A Cookie That Is The Best of Both Worlds
This isn’t the first time that I craved two types of desserts at once. I already created a brookie recipe before which was made with almond flour and turned out so dang good. However, a few of my followers requested that I make a brookie swirl cookie and I could not pass it by.
These Brownie Chocolate Chip Swirl Cookies are very simple to make and are both vegan and gluten-free. They are lightly sweetened with coconut sugar, vegan dark chocolate chips and have both a crispy edge but soft center. I think you and the whole family will love this recipe! If you do, snap a picture and tag me over on Instagram. Please also consider leaving a comment and rating below, this helps my business so much!
Now let’s get baking, grab the ingredients below and i’ll meet you in the kitchen!

Ingredients in Brownie Chocolate Chip Swirl Cookies
The ingredients in these brownie chocolate chip swirl cookies are both simple and wholesome – We’ll be using coconut sugar, ground flax and a blend of almond and coconut flour.
Chocolate Chip Cookie Layer
- coconut sugar
- vanilla
- ground flax
- almond milk
- almond butter
- coconut oil
- almond flour
- oat flour
- baking powder
- salt
- chocolate chips
Brownie Layer
- coconut sugar
- almond butter
- almond milk
- vanilla extract
- almond flour
- cacao powder
- salt
- baking powder
- oat flour

How to make Brownie Chocolate Chip Swirl Cookies
There’s a two step process to make these Brownie Swirl Cookies. First we will make the chocolate chip cookie dough, then the brownie batter, layer the two and roll the dough. Once rolled, we will place it in the freezer for harden, slice then bake!

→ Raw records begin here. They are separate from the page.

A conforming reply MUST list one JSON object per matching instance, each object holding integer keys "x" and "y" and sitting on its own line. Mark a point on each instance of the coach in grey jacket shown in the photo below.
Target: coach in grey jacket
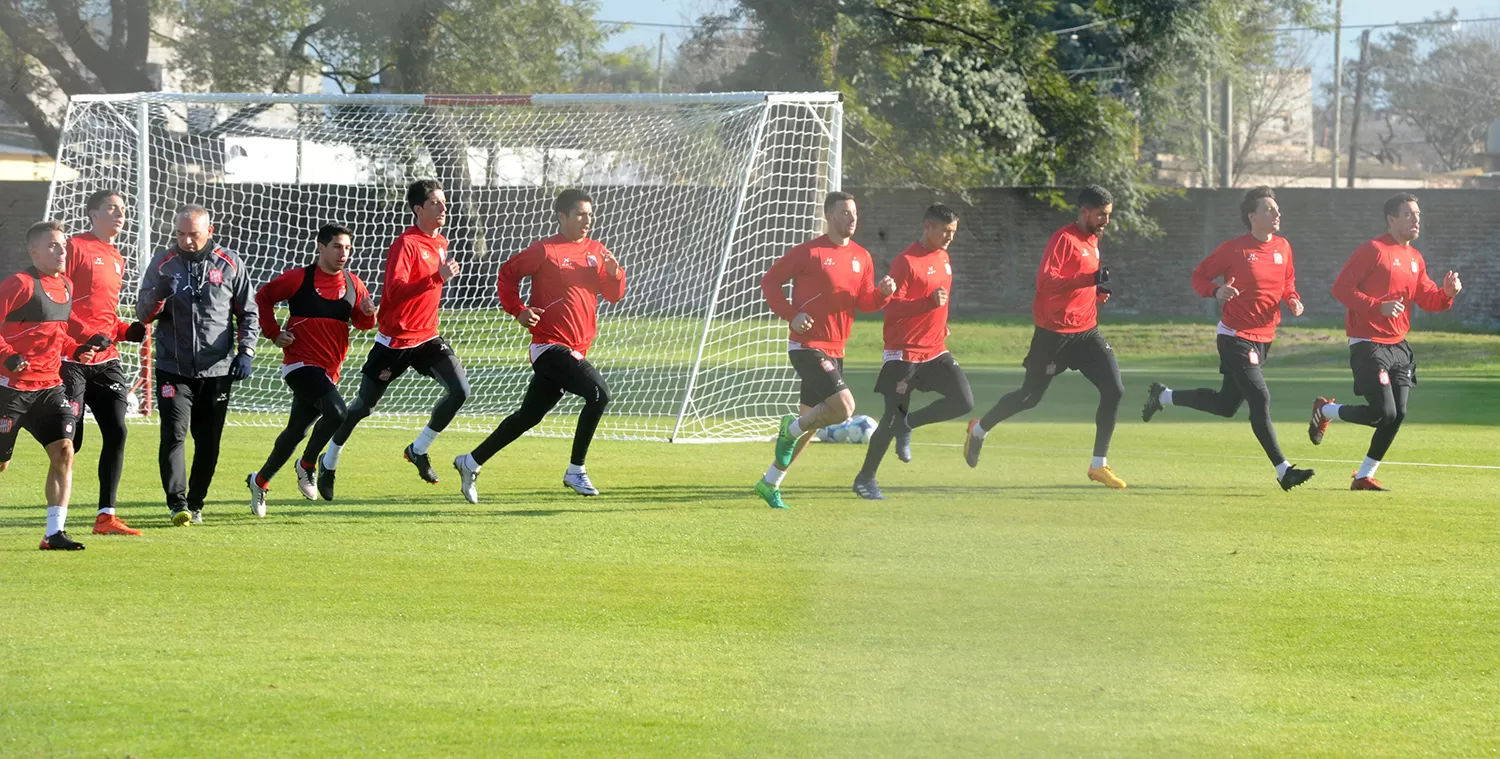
{"x": 200, "y": 297}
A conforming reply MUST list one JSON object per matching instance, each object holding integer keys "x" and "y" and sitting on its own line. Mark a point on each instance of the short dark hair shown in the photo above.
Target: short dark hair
{"x": 417, "y": 192}
{"x": 567, "y": 200}
{"x": 939, "y": 213}
{"x": 38, "y": 230}
{"x": 1095, "y": 197}
{"x": 834, "y": 198}
{"x": 329, "y": 231}
{"x": 98, "y": 197}
{"x": 1397, "y": 201}
{"x": 1251, "y": 201}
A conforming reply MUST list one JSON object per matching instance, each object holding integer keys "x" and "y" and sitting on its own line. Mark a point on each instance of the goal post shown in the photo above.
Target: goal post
{"x": 695, "y": 195}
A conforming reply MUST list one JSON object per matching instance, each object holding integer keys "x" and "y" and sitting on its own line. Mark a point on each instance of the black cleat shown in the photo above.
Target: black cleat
{"x": 422, "y": 464}
{"x": 326, "y": 480}
{"x": 1295, "y": 477}
{"x": 60, "y": 542}
{"x": 867, "y": 489}
{"x": 1152, "y": 401}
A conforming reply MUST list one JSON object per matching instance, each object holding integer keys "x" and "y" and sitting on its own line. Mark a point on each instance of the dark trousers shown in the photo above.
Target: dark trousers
{"x": 557, "y": 371}
{"x": 198, "y": 407}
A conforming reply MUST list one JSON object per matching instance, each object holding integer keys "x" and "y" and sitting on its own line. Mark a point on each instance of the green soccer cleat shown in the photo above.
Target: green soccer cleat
{"x": 771, "y": 495}
{"x": 785, "y": 443}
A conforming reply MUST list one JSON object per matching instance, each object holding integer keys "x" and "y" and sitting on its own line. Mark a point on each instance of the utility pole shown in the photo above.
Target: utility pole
{"x": 1338, "y": 95}
{"x": 1359, "y": 99}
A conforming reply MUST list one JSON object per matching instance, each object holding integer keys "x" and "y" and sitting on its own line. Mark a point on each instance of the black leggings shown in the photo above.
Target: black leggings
{"x": 1103, "y": 372}
{"x": 1385, "y": 411}
{"x": 557, "y": 371}
{"x": 1239, "y": 387}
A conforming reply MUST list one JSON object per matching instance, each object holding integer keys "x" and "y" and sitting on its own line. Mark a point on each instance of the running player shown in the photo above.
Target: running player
{"x": 1260, "y": 264}
{"x": 323, "y": 300}
{"x": 569, "y": 272}
{"x": 1376, "y": 285}
{"x": 96, "y": 269}
{"x": 1070, "y": 288}
{"x": 416, "y": 269}
{"x": 915, "y": 348}
{"x": 831, "y": 276}
{"x": 33, "y": 339}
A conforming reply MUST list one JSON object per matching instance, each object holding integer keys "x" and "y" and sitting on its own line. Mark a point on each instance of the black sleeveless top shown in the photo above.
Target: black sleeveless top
{"x": 308, "y": 303}
{"x": 41, "y": 306}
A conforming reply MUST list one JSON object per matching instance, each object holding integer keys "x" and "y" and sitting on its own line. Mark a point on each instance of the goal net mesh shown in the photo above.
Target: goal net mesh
{"x": 695, "y": 195}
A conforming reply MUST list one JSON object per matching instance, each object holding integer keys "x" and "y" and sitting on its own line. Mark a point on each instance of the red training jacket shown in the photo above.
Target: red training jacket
{"x": 828, "y": 282}
{"x": 1383, "y": 270}
{"x": 566, "y": 282}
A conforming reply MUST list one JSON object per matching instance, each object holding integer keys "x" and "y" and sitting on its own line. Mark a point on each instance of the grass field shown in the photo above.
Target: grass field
{"x": 1014, "y": 609}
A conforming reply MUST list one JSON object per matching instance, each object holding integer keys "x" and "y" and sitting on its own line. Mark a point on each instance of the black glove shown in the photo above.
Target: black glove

To start, prepare a baking sheet by lining it with parchment paper. In a large mixing bowl, combine coconut sugar, vanilla extract, almond milk, coconut oil and almond butter. Mix with a whisk until ingredients are well combined.
Next, add in almond flour, oat flour, baking power and salt and using a spatula, mix until ingredients are well incorporated. Fold in chocolate chips last.
Between two pieces of parchment paper, roll out the cookie dough into a rectangle shape about 1/4″ thick, and set aside.
In the same mixing bowl make the brownie batter by combining coconut sugar, almond butter, almond milk, and vanilla extract. Mix with a whisk until ingredients are well combined.
Next, add in almond flour, oat flour, cacao, salt, and baking powder and mix with a spatula until ingredients are well combined. Batter should be thick.
Evenly spread the brownie batter on top of the cookie dough. Then, using the bottom sheet of parchment tightly roll the dough into a log. Twist the ends and place the cookie dough in the freezer to harden for a minimum of 1 hour.
Preheat the oven to 350F and remove the cookie log from the freezer. Cut about 1/2″ cookies and place them onto the prepared baking sheet thats lined with parchment paper.
Bake the cookies for 17-20 minutes. Let cool for 5 minutes before moving to a cooling rack. These cookies are best stored at room temperature and enjoyed within 4 days.